“Do you see what I’m hearing?” An Evening of Film & Music with Gerry Fialka, Suzy Williams & Brad Kay

“Do you see what I’m hearing?” An Evening of Film & Music with Gerry Fialka, Suzy Williams & Brad Kay
7pm- 10pm, free admission, donations appreciated

7:00pm – Pixelvision: Electronic Folk Art As McLuhan – GERRY FIALKA, director of the 22 year old film festival PXL THIS, presents a fun interactive films screening and workshop on the Fisher Price PXL 2000 toy video camera. Delve deep into the significance of this raw DIY moving image art tool through the percepts of Marshall McLuhan, George Seaurat, Salvador Dali, James Joyce, Marcel Duchamp, John Cage, Frank Zappa  & more. The irresistible irony of PXL is that the camera’s ease-of-use and affordability, which entirely democratizes movie-making, has inspired the creation of some of the most visionary, avant and luminous films of our time.

8:30pm – The Lit Show – SUZY WILLIAMS & BRAD KAY play live jazz & blues in a celebration of song and literature. Suzy and Brad will perform songs based on words by Kurt Vonnegut, Edna St Vincent Millay, J.D. Salinger, Samuel Beckett, Raymond Chandler, Truman Capote, Vladimir Nabokov, Rudyard Kipling and more. Dorothy Parker wrote a song that Billie Holiday sang. Tennessee Williams wrote a song that Marlon Brando sang as a rambling troubadour in The Fugitive Kind. Lonely House was written by Kurt Weill and Langston Hughes.
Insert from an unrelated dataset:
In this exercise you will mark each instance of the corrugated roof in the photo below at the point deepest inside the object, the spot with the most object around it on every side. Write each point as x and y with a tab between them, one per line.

Jack Kerouac & Allen Ginsberg wrote Pull My Daisy with David Amram. You’ve read the book, now hear the song.

SUZY WILLIAMS has played Carnegie Hall with Stormin’ Norman Zamcheck, performed with Pilobolus Dance Company, and has worked with Van Dyke Parks, Buster Poindexter, Marc Shaiman, Nicholas Ray, and Moses Pendleton among many others. Bette Midler, Horace Silver, Roosevelt Sykes, Ann Magnuson, Eubie Blake, Odetta and Hadda Brooks have praised her passionate singing and vibrant energy. One of the best interpreters of Bessie Smith, has been highly praised by seminal blues and jazz critics including Eubie Blake and Chris Albertson (Bessie Smith’s biographer.)
BRAD KAY, composer, pianist and historian, has led bands in Los Angeles since 1965. He has collaborated with Danny Elfman’s Mystic Knights of the Oingo Boingo, jazz pioneer Gerald Wilson, writer Harlan Ellison, director Tim Burton and Suzy & Her Solid Senders. Kay plays cornet and piano with Janet Klein & Her Parlor Boys.

You can learn more on Gerry and Suzy’s website, here.

APPRAISE:

“Gerry Fialka’s Pixelvision: Electronic Folk Art As McLuhan is deeply thoughtful and very well planned. This presentation offered an enormous range of ideas and references. His ideas are well integrated and clearly stimulated critical thinking in new ways. I especially appreciate the way he involved the all forty plus students, something rarely achieved in the course of a full semester let alone during one evening. His selection of video pieces is expertly planned, both in terms of variety and in its length within the context of the larger presentation. The evening succeeded in being both a primer on the value and history of Pixelvision but also positioned it within a philosophical framework that gives it far more meaning than the work could have had on its own.” – Steve Anker, Dean of Film and Video, California Institute of the Arts (Cal Arts).

“Suzy’s voice is vibrant and lusty…great gusto and bold emotion.” – Nat Hentoff.

“Williams’ energy must be seen to be believed…a natural performer.” – Robert Palmer, New York Times.

“Williams is an enormously amusing, endearing presence…with tough, belting authority.” – John Rockwell, New York Times.

“Suzy Williams and Brad Kay teach old standards (Billie Holiday, Duke Ellington, Bessie Smith, Fats Waller) new tricks, but it’s their originals that will bring you back for more.” – Jazz critic Rex Butters

“No one I have ever met is more dedicated to music than the great pianist Brad Kay…he is ever searching for infinite harmonic variations, love and a soulful sense of humor in his music.” – George Winston.